Need proof of Rwanda's transformation? Go to the villages

Ask any Rwandan the word that has the most value for them, and the response will almost definitely be ‘agaciro’. The word means so many things at the same time. It is a state of being, a mindset, source of motivation, basis of identity, and embodiment of the national spirit.

Ask any Rwandan the word that has the most value for them, and the response will almost definitely be ‘agaciro’. The word means so many things at the same time. It is a state of being, a mindset, source of motivation, basis of identity, and embodiment of the national spirit.

It carries the very essence of renewal.
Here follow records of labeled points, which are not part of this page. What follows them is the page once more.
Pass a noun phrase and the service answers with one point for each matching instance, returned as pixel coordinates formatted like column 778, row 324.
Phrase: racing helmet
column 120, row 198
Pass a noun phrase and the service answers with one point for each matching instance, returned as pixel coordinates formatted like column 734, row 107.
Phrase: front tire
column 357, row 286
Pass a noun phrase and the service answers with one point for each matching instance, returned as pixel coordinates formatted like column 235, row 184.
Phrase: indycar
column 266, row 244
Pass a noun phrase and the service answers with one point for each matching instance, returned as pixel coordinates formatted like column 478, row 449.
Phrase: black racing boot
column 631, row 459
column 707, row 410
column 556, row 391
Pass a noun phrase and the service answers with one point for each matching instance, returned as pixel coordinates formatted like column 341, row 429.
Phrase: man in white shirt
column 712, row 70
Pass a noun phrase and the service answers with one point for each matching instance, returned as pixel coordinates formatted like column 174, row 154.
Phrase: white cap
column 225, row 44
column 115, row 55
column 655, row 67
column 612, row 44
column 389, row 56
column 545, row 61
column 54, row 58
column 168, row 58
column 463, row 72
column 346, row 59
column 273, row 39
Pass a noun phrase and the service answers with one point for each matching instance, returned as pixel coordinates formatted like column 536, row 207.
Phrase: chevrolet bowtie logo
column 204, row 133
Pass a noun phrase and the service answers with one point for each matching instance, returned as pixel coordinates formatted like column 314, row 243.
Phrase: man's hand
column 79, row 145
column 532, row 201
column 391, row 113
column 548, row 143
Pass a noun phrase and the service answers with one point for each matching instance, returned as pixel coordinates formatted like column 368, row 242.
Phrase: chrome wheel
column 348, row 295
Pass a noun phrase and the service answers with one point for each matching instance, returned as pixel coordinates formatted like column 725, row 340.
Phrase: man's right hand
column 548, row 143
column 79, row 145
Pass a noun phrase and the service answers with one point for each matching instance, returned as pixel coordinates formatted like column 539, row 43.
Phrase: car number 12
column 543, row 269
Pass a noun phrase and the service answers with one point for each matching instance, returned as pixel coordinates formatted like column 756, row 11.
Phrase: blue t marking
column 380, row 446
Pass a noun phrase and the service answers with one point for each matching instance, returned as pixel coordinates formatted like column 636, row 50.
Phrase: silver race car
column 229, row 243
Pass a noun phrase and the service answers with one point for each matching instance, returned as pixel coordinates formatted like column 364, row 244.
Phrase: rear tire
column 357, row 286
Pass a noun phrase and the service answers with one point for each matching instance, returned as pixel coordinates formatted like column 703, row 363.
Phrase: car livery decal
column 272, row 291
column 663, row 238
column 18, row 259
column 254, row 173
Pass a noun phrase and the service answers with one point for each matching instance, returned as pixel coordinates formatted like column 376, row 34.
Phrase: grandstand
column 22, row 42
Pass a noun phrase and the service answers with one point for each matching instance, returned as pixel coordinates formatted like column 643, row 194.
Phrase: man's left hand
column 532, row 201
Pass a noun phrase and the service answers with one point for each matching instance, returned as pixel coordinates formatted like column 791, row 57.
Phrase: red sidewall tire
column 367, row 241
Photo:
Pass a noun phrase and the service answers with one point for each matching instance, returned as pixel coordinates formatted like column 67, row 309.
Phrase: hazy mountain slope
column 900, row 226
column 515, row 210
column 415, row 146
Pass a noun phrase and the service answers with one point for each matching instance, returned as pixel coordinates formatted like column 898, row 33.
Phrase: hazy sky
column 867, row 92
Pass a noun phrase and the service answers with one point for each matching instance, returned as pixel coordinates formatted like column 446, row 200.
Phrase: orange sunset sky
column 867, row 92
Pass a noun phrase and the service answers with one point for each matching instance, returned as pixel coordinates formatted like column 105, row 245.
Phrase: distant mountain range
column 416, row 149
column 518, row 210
Small wonder then that agaciro has become the unofficial national motto.
Ask for the next most recognisable word used by leaders at all levels, and you are likely to get ‘transformation’.

This, like agaciro, has several levels of significance. Transformation, as used by Rwandans, carries a sense of aspiration. It is also an end and a means to that end.

This week, the word transformation was in the air. At the launch of the 2013/14 Integrated Household Living Conditions Survey (EICV by its French acronym), it was in evidence, certainly in figures.

We were told that the economy continued to grow at a steady 8%. Since 2001, GDP per capita has tripled, from US$211 to US$718. Agriculture, especially food crops, grew particularly fast, although poor nutrition persists.

Businesses and jobs also increased, especially in rural areas.

The result of this growth was a reduction in poverty and inequality. In less than ten years (2005/6 –2013/14) general poverty reduced from 56.7% to 39.1%, while extreme poverty fell from 35.8% to 16.3%. Again, the improvement was more remarkable in rural areas.

This is the measure of transformation we are used to – percentage increase of this or that, reduction by a certain factor in the other, improved ranking in this or that survey, and so on. The evidence is carried in various reports, rankings, indices and other statistics by experts.

These are what have earned us plaudits but also condemnation, both for doing right. In one sense, outsiders notice (sometimes grudgingly) that there are real efforts to change people’s lives, and a strong desire to do just that.

For instance, Grant Shapps, the British Minister for Foreign and Commonwealth Affairs who visited last week, said of Rwandans: “I was struck by their level of ambition and desire to push towards the future as quickly as possible.”

In another, we get condemned for doing right because that is not expected. A hint of this can be detected in the minister’s remarks as well.

Less seen, however, certainly by the experts, is the actual physical proof of this transformation in people’s lives in the villages and towns across the country. Behind the statistics and rankings, there are faces of real people, working hard to see that these changes take place. They are both the cause and the result of what the figures say.

Testimonies abound of individuals who have changed their status in a very remarkable way, and of how far we have come collectively as a nation. Indeed President Kagame noted at the launch of EICV report: “Today’s survey results confirm what we see around us and the stories we hear directly from Rwandans of all walks of life in visits around the country. You hear messages mainly of hope not desperation.”

The stories may be of a person who started off with no more than 10,000 francs and is now worth several million, a street vendor who has turned into a wholesale trader, a landless person who is now a large scale farmer, or a barefoot labourer who has become a transporter with a fleet of lorries.

The individuals you see match the stories. Their faces are brighter. There is a visible spring in their step. The voice is more confident and there is a readiness to say what they think and feel.

And so, for instance, a resident of a rural village in Nyanza can have the self-belief to ask the President of the Republic to satisfy his curiosity and confirm whether he will accept the people’s request and continue to lead the country.

These are things that cannot be learned or coached. They are the expression of transformed lives. They are the product of good politics and a secure, stable and predictable environment.

Sceptics and those who have made it a habit to deny Rwanda’s progress have always dismissed the progress reported in various surveys as only taking place in Kigali while the countryside continues to reel under the weight of untold poverty. Well, it now turns out Rwanda’s rural villages are changing faster.

Poverty is reducing faster there. More jobs are being created in rural areas faster. This is what the EICV statistics show. Transformation is happening, and as President Kagame said at the launch: “Good figures, like good people, don’t lie.”

One may add: the proof of good policies is in the quality of life of citizens. Want to check this out? Go to Rwanda’s villages.